LA QUESTIONE LEGALE – “Il decreto dirigenziale 715/2018 presenta diffuse criticità, che finiscono per creare ulteriori problematiche sotto il profilo della libera concorrenza e dell’esercizio dell’attività imprenditoriale e non scongiurare il malaffare, che anzi finisce per alimentare”, spiega l’avvocato Francesco Monetti, che rappresenta le scuole di formazione. “Da un canto – sottolinea Monetti – propone una dettagliata disciplina dell’attività che deve svolgere la scuola di formazione, ma dall’altro verso non pone un bilanciamento adeguato all’esercizio di questa attività, perché consente a tutti di proporre i corsi nel modo che ritengono e coi costi che ritengono. Nel momento in cui non si vanno a calmierare e regolamentare i minimi costi che devono essere inderogabilmente richiesti dalle scuole di formazione, si vanno ad alimentare le truffe. Si pongono sullo stesso piano le scuole che fanno davvero i corsi e che sostengono i rilevanti costi che questi comportano, con quelle pseudo-scuole che i corsi fingono di farlo, proponendoli a prezzi stracciati, perché, per lo più, non li fanno proprio! I paletti rigidi senza adeguati bilanciamenti del decreto dirigenziale finiranno per incentivare le anomalie, concetto semplice che pare la Regione non voglia capire”.

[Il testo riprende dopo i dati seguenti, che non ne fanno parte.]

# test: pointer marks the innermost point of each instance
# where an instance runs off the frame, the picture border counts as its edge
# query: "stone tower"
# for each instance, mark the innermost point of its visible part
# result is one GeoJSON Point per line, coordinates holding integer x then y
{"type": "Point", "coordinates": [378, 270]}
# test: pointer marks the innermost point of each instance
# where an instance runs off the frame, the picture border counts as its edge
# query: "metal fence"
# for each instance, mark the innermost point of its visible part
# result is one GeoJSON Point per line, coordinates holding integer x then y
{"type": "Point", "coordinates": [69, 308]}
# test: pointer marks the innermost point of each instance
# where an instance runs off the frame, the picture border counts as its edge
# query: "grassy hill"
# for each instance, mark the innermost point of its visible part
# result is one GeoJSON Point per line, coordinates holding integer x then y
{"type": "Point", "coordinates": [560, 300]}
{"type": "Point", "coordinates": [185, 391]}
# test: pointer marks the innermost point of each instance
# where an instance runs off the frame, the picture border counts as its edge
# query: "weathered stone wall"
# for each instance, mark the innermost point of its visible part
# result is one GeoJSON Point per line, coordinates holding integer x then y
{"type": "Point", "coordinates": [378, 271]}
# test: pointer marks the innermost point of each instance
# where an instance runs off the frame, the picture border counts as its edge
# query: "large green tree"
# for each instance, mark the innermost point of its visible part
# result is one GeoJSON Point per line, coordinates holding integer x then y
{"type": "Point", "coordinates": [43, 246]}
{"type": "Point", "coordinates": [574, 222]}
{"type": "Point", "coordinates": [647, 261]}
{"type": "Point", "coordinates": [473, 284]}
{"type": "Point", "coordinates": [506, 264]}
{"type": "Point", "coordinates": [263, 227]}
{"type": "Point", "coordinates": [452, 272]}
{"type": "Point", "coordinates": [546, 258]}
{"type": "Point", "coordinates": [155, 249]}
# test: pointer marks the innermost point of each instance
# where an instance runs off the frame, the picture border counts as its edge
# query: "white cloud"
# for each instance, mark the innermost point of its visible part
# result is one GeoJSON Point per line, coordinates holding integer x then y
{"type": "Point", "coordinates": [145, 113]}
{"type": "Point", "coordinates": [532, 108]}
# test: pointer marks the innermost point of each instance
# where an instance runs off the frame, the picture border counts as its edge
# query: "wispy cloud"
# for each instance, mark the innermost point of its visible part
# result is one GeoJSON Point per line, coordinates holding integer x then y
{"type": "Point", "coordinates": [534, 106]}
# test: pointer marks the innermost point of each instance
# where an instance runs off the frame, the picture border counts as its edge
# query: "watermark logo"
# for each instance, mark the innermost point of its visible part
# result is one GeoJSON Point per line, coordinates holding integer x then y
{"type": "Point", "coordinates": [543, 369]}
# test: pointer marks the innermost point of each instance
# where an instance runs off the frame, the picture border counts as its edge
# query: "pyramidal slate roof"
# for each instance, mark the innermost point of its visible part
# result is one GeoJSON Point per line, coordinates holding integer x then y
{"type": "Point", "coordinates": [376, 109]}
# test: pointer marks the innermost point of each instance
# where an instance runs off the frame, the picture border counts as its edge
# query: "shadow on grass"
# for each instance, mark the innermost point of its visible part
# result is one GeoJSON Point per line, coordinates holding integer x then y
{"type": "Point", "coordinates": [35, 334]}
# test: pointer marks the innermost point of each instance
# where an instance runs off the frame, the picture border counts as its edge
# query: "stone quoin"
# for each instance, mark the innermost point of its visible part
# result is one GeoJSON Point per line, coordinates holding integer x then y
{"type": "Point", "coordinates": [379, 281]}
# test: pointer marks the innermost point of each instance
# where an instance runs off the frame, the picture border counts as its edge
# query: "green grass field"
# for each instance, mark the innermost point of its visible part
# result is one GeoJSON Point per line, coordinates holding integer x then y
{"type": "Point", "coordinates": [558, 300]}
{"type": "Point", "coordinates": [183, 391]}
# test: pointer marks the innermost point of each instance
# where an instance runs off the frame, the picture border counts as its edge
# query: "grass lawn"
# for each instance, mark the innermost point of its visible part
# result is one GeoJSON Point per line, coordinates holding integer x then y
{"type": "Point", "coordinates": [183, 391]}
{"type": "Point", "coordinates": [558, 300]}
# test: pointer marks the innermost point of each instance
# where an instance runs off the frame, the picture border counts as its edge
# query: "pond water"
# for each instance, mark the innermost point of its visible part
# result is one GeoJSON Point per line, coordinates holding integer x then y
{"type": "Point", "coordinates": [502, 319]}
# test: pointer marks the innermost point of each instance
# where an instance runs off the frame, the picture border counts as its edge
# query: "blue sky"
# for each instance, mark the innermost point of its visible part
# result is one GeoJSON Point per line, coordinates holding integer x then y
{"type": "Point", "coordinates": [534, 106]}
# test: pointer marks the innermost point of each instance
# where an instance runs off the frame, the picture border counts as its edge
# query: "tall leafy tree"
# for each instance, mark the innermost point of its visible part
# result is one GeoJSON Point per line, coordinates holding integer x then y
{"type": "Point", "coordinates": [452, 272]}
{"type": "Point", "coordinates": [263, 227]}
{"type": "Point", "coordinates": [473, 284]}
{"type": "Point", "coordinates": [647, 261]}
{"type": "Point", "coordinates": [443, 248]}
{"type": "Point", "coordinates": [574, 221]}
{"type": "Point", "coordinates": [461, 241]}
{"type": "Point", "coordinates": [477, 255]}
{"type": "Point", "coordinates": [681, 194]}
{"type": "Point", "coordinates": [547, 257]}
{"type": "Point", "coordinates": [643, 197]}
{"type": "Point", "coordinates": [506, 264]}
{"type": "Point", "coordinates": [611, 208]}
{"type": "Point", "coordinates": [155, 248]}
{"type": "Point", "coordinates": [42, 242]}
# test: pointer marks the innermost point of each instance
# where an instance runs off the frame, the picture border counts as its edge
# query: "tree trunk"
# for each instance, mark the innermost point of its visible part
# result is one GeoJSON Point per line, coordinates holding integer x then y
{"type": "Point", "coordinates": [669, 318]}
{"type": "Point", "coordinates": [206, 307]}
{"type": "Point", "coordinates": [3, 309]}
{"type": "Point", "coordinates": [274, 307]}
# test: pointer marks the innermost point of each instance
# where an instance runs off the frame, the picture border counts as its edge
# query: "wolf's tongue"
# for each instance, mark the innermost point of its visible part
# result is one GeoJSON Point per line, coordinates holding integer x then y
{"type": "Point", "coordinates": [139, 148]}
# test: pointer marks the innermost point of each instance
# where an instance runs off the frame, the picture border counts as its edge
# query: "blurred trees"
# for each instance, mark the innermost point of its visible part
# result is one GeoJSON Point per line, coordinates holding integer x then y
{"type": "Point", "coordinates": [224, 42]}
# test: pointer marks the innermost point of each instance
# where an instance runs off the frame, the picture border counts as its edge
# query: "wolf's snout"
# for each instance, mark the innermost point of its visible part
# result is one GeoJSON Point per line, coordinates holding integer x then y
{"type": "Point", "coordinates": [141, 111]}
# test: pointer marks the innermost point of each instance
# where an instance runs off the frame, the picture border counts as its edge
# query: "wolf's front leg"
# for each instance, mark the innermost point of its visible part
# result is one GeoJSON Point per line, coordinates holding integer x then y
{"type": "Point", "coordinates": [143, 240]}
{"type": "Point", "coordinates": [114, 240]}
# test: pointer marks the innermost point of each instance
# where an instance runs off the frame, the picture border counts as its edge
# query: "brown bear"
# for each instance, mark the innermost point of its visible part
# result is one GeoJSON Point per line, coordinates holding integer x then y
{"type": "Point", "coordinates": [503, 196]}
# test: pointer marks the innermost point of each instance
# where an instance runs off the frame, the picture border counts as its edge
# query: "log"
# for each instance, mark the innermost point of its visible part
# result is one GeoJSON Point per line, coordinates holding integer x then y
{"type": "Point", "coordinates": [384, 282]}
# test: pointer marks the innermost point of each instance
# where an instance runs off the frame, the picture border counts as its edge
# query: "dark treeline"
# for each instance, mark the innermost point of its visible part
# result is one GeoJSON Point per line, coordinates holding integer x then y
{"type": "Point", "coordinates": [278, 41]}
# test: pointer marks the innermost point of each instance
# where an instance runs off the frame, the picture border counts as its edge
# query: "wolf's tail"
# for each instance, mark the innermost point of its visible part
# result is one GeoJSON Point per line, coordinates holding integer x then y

Ma ci sono parecchie anomalie. Ogni anomalia meriterebbe un’analisi a parte. Ad esempio, per i costi di istruttoria, Monetti ribadisce: “Un controsenso fattuale e anche giuridico, perché non è previsto, di fronte a un aumento dei costi, un cambiamento o miglioramento delle condizioni pregresse. Visto che i dati sono già in possesso dell’ente, non si capisce perché le spese d’istruttoria vengano decuplicati, evidentemente ostacolando l’iniziativa imprenditoriale delle scuole serie, con inevitabili riflessi sul coretto mercato del lavoro campano. Andremo a formulare un’articolata proposta di modifica del decreto dirigenziale – a rigore logico soprattutto – che dovrebbe indurre l’organo regionale a prevedere non dei costi di istruttoria ma dei costi a consuntivo delle attività realmente espletate”. “Il sistema campano – chiude il legale – è un’anomalia rispetto alle altre regioni. In Lombardia sono le stesse scuole nel momento che vengono accreditate diventano strumenti dell’organismo pubblico, e sono loro a certificare le attività. In Campania no, abbiamo delle forti ingerenze, non spiegabili se non alla luce di interessi particolari, nelle attività”.